Andrew Lorenzo grew up in New Jersey before jumping on a plane in his 20s and making a life for himself in the western suburbs.
Now based out in Tarneit, the 32-year-old actor talks to Charlene Macaulay about moving to Australia and the roles he has played.
What’s your connection to Wyndham?
I’ve been in the Wyndham area about five years. When I moved to Australia, I was living in Keilor and it just wasn’t my cup of tea. So I decided to move to Point Cook because it was a new and up and coming area, and I loved it. I moved to Tarneit two-and-a-half years ago.
Where in America are you from, and why did you move to Australia?
East coast, New Jersey. Originally, I came here to teach ballroom and Latin dance. I learned ballroom and Latin through a theatre show I was in, and the people that taught me really liked me and they asked me to come and teach for them in Australia. Australia is very similar [to America], it was an easy change. After a couple of months being here, I started falling in love.
Were you concerned what moving to Australia could mean for your acting career?
At the time, I was teaching dance full-time and I didn’t really worry about it. I took about a two-year break from stage or TV or film and when I got here, I got the itch and I set myself up with a couple of theatres in Geelong and Melbourne and got myself an agent.
For me, it’s good to experience theatre in a different country. Now that I’m getting into TV and film, I’ve found that I’ve had to work on my Australian accent a bit more. I’ll go to LA in the next year or two.

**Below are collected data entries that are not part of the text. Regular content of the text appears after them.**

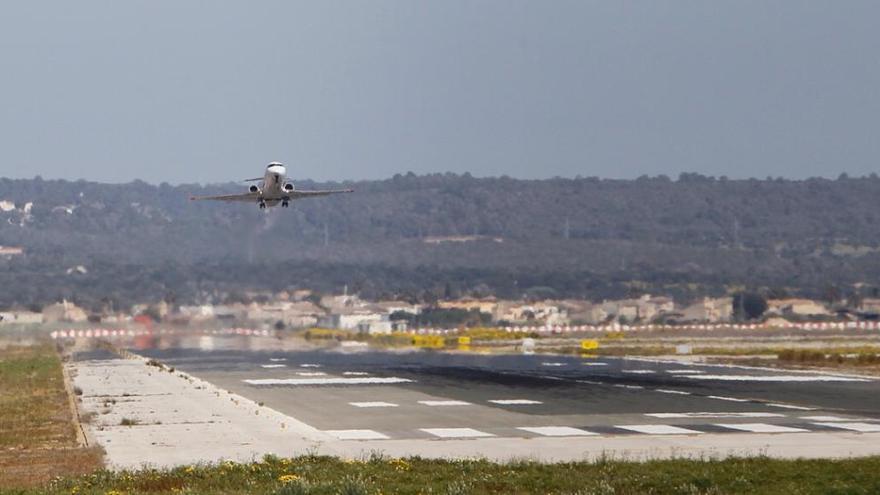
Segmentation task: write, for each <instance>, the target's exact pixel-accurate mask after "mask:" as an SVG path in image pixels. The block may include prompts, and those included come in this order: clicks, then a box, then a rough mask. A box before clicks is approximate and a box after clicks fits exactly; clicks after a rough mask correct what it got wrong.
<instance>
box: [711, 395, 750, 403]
mask: <svg viewBox="0 0 880 495" xmlns="http://www.w3.org/2000/svg"><path fill="white" fill-rule="evenodd" d="M706 398H707V399H718V400H727V401H730V402H751V399H737V398H736V397H722V396H720V395H707V396H706Z"/></svg>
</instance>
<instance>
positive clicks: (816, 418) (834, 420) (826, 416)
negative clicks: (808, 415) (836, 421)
mask: <svg viewBox="0 0 880 495" xmlns="http://www.w3.org/2000/svg"><path fill="white" fill-rule="evenodd" d="M801 419H806V420H807V421H852V420H851V419H848V418H841V417H839V416H801Z"/></svg>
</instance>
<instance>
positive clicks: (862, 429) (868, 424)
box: [813, 422, 880, 433]
mask: <svg viewBox="0 0 880 495" xmlns="http://www.w3.org/2000/svg"><path fill="white" fill-rule="evenodd" d="M813 424H816V425H819V426H828V427H831V428H840V429H843V430H850V431H858V432H860V433H874V432H878V431H880V424H874V423H862V422H852V423H845V422H824V423H813Z"/></svg>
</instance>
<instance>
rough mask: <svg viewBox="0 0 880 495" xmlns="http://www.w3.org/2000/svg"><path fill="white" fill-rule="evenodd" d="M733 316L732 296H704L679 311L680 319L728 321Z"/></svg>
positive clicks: (729, 320) (706, 320) (689, 320)
mask: <svg viewBox="0 0 880 495" xmlns="http://www.w3.org/2000/svg"><path fill="white" fill-rule="evenodd" d="M732 316H733V298H732V297H719V298H711V297H704V298H703V299H701V300H700V301H697V302H695V303H693V304H691V305H690V306H688V307H686V308H684V309H683V310H682V311H681V317H680V318H679V319H680V320H682V321H699V322H708V323H716V322H722V321H730V319H731V317H732Z"/></svg>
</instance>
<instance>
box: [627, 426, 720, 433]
mask: <svg viewBox="0 0 880 495" xmlns="http://www.w3.org/2000/svg"><path fill="white" fill-rule="evenodd" d="M614 427H615V428H621V429H624V430H630V431H635V432H638V433H645V434H647V435H699V434H702V433H703V432H701V431H697V430H689V429H687V428H681V427H678V426H672V425H615V426H614Z"/></svg>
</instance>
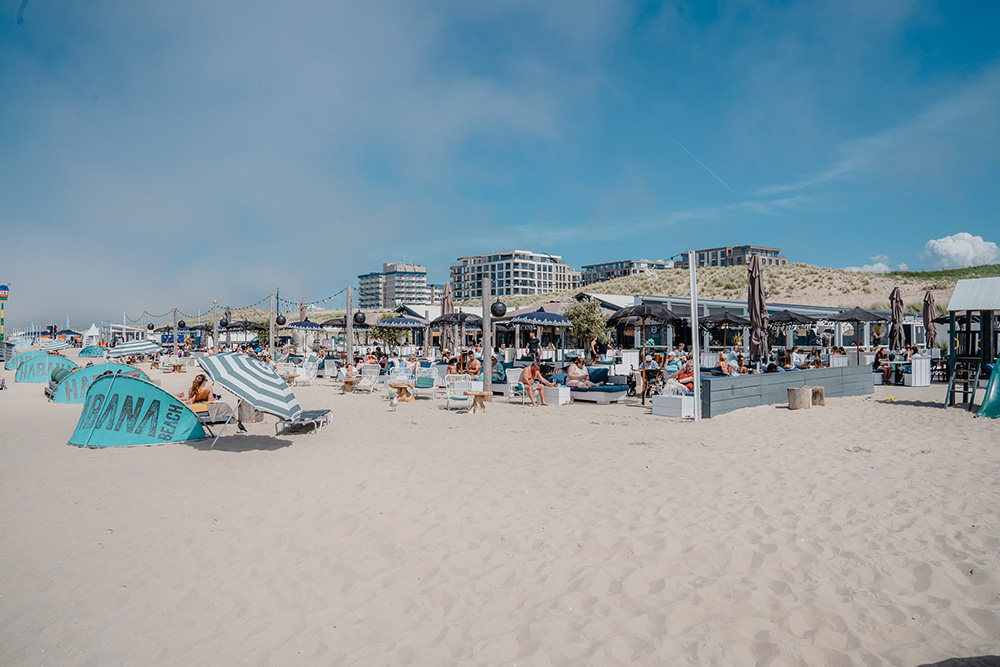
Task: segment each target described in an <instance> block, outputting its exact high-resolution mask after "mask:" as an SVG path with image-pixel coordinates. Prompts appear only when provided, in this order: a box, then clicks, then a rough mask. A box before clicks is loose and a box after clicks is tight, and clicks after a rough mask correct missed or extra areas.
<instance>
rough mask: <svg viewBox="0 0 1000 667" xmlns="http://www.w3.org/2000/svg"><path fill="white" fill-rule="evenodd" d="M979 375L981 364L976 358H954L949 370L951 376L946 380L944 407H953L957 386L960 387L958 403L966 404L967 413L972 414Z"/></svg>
mask: <svg viewBox="0 0 1000 667" xmlns="http://www.w3.org/2000/svg"><path fill="white" fill-rule="evenodd" d="M981 373H982V364H981V363H980V358H979V357H978V356H975V357H967V356H961V357H955V365H954V367H953V368H952V369H951V376H950V377H949V378H948V393H947V394H945V405H948V406H952V405H955V393H956V391H957V390H958V385H961V386H962V388H961V392H962V400H961V401H960V402H961V403H965V404H967V405H968V410H969V412H972V406H973V403H974V402H975V400H976V389H977V388H978V387H979V378H980V374H981Z"/></svg>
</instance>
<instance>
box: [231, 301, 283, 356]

How did you get into acting?
It was about 17 years ago, I got into it with a tiny theatre in New Jersey and an audition came up for the musical, Aladdin … and I got the role of Aladdin, which was cool. From there, I’ve done at least three or four productions per year.
I’ve played the phantom in Phantom of the Opera, Daniel Kaffee in A Few Good Men. In terms of TV, I’ve played [in various roles] … they’re filming season seven of Offspring, season seven at the moment and I was on set for that, playing the husband of a lady who’s giving birth.
Is acting your full-time gig?
I do hospitality as well. I think, as an actor, hospitality just goes hand in hand.